Il pensiero del card. Ersilio Tonini

Nella dialettica di due concezioni che hanno molti punti in comune, possiamo concludere con le parole di un mirabile recente intervento del cardinale Ersilio Tonini, che ha oggi 98 anni: «Semplicemente, ma non astrattamente, ci si dovrebbe sempre chiedere: il profitto che si raggiunge a che cosa e a chi è finalizzato, che cosa e chi deve servire?
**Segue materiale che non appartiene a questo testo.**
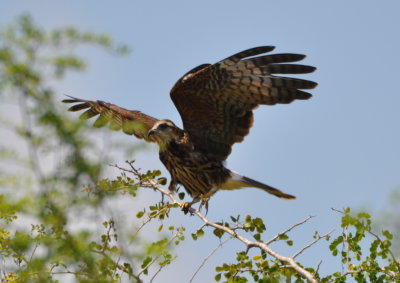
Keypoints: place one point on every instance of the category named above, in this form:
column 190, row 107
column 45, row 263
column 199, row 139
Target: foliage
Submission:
column 42, row 206
column 52, row 220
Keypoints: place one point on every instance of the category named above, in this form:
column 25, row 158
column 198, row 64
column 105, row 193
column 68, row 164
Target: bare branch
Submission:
column 249, row 244
column 289, row 229
column 207, row 257
column 312, row 243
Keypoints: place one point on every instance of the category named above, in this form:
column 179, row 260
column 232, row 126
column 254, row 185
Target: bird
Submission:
column 216, row 103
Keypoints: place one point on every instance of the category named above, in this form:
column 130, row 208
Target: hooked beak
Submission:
column 151, row 133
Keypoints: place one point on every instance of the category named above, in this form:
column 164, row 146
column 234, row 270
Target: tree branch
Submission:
column 290, row 261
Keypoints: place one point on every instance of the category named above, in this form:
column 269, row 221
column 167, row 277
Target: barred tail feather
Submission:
column 237, row 181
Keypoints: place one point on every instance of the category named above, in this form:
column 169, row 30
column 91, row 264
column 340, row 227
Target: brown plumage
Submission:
column 215, row 103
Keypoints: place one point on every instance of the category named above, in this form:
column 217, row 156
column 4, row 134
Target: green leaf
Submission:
column 218, row 232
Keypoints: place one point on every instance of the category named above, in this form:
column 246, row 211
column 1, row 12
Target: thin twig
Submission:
column 311, row 244
column 250, row 244
column 208, row 257
column 289, row 229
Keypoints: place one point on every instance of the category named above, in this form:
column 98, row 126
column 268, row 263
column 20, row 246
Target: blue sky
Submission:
column 341, row 148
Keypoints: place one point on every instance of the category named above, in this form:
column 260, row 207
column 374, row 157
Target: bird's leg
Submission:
column 205, row 203
column 187, row 205
column 172, row 186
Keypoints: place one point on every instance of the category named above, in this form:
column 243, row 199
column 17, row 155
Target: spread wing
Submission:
column 216, row 101
column 131, row 122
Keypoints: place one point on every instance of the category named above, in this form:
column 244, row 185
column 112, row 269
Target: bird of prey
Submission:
column 216, row 103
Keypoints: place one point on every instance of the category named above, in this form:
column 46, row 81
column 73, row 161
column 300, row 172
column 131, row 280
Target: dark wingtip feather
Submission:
column 302, row 95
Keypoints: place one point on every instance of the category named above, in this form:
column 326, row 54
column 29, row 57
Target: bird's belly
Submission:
column 196, row 173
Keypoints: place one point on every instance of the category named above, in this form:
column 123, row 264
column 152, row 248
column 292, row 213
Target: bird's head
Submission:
column 164, row 131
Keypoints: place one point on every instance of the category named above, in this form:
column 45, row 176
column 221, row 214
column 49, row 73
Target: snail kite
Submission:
column 215, row 102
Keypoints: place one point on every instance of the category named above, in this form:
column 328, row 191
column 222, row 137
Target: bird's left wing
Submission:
column 131, row 122
column 216, row 101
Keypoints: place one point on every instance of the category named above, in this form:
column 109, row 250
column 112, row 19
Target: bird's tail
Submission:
column 237, row 181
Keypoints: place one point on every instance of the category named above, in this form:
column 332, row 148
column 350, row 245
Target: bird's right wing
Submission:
column 131, row 122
È necessario allora ricostruire nuovi percorsi e nuovi tessuti, perché è andato in crisi un modo di concepire l'economia: il modello dell'individualismo sfrenato, della competizione esasperata, di una concezione che ritiene il mercato al servizio del singolo, del più potente, un mezzo per raggiungere i propri obiettivi senza riguardo per nessuno; un mondo più interessato alla finanza che all'economia». In questa prospettiva si evidenzia, anche, tutta la sua carica di attualità. Sotto questo profilo, infatti, ogni riflessione sull'agire dell'uomo non può essere esaurita da una sola visione. L’agire economico non può essere ridotto a mero oggetto di riflessione matematica o statistica. Nel rispondere ai propri bisogni, «facendo economia» la persona non solo produce beni e servizi ma esprime sempre un desiderio di progettualità, e questo è un dono che va condiviso nell'interesse del nuovo modo di vivere insieme di cui necessita l'umanità.